UNICEF on Zahra’s murder: No family should lose children in conflicts

24 August 2017 11:05 (UTC+04:00)

By Laman Ismayilova

UNICEF, the United Nations Children’s Fund continues to make efforts for peaceful settlement of the Armenia-Azerbaijan Nagorno-Karabakh conflict and hopes that it is able to ensure the protection of children affected by the conflict.

This was stated in the reply of UNICEF’s executive director to the appeal of the Azerbaijani Ombudsman on murder of 2-year-old Zahra Guliyeva and her grandmother following the shelling Alkhanli village of Azerbaijan’s Fuzuli region by the Armenian armed forces on July 4, 2017, Trend reports.

Azerbaijani Ombudsman Elmira Suleymanova’s appeal was sent to the UN Secretary General, UN Security Council and UN High Commissioner for Human Rights, UNESCO, Organization of Islamic Cooperation (OIC), European Commission, Council of Europe, OSCE, International Ombudsman Institute (IOI), European Ombudsman Institute (EOI), Asian Ombudsman Association, International Peace Bureau, ombudsmen of various countries, embassies of Azerbaijan in foreign countries and embassies of foreign countries in Azerbaijan, as well as Azerbaijan’s diaspora organizations.

 “As it was previously noted in March by the UN Secretary General, the UNICEF supports the appeal to the parties to the Nagorno-Karabakh conflict to refrain from any actions that could violate the ceasefire and demonstrate resoluteness in its peaceful settlement,” the letter reads.

“No community, no family has to suffer from the loss of children as a result of armed conflicts, says the letter.”

UNICEF further added that its Baku office will continue to provide assistance in the protection of children and youth.

Armenia constantly resorts to vile military provocations with the aim to kill Azerbaijani citizens who live their quiet life in frontline settlements. However, the international community turns a blind eye to these terrible crimes, as Armenia still remains unpunished for them.

 The indifference of the international community to these provocations is one of the main reasons why the Armenia-Azerbaijan Nagorno-Karabakh conflict is still unresolved.

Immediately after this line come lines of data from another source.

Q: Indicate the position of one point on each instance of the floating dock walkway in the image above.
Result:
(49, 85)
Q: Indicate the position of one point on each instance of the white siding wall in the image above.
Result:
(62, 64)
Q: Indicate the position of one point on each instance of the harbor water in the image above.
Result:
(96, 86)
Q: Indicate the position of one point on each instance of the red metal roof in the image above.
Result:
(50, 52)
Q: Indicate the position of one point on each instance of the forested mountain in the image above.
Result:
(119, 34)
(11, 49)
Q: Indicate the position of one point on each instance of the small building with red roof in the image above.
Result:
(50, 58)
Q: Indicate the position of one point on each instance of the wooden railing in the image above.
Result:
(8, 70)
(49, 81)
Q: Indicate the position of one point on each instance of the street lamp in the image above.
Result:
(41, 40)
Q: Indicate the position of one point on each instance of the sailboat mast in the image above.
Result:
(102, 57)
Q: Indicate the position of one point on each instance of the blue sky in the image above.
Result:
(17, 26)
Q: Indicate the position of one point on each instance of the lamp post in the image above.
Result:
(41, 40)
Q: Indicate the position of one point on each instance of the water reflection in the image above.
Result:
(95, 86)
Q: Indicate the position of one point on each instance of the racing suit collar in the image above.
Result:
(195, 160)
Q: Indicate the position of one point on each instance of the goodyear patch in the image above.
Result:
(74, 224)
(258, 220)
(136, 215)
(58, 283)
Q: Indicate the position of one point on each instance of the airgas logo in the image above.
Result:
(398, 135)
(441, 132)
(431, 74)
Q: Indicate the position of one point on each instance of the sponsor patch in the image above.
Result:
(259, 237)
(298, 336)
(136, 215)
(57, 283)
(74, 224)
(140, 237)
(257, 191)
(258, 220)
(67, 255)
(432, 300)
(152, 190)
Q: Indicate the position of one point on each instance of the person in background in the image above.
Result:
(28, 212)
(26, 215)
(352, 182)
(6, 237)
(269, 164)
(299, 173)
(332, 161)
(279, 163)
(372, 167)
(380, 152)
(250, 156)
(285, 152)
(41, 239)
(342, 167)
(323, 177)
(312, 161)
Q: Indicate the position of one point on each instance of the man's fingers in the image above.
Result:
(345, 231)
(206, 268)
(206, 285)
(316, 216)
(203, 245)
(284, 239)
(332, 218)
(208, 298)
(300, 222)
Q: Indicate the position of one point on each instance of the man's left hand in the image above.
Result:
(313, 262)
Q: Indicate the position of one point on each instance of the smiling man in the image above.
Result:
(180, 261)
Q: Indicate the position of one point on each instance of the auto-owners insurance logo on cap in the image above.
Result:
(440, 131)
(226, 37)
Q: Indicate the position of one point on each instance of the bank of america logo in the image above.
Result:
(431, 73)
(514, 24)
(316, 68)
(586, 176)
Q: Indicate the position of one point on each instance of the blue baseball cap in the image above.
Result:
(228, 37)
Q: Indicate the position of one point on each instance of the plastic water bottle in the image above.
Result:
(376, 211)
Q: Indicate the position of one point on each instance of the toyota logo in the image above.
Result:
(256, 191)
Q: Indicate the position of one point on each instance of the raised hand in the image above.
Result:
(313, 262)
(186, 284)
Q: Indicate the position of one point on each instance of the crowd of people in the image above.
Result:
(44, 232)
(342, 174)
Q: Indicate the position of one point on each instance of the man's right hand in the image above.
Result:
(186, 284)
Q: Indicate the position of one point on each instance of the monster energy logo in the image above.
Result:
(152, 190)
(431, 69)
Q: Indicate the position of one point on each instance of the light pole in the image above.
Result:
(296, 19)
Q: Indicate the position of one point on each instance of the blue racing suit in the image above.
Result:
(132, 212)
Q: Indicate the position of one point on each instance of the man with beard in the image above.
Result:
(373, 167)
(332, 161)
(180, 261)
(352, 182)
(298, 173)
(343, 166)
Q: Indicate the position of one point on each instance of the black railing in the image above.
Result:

Azerbaijan and Armenia for over two decades have been locked in the Nagorno-Karabakh conflict, which emerged over Armenian territorial claims. Since the 1990s war, Armenian armed forces have occupied over 20 percent of Azerbaijan's internationally recognized territory, including Nagorno-Karabakh and seven adjacent regions. The UN Security Council adopted four resolutions on Armenian withdrawal, but they have not been enforced to this day.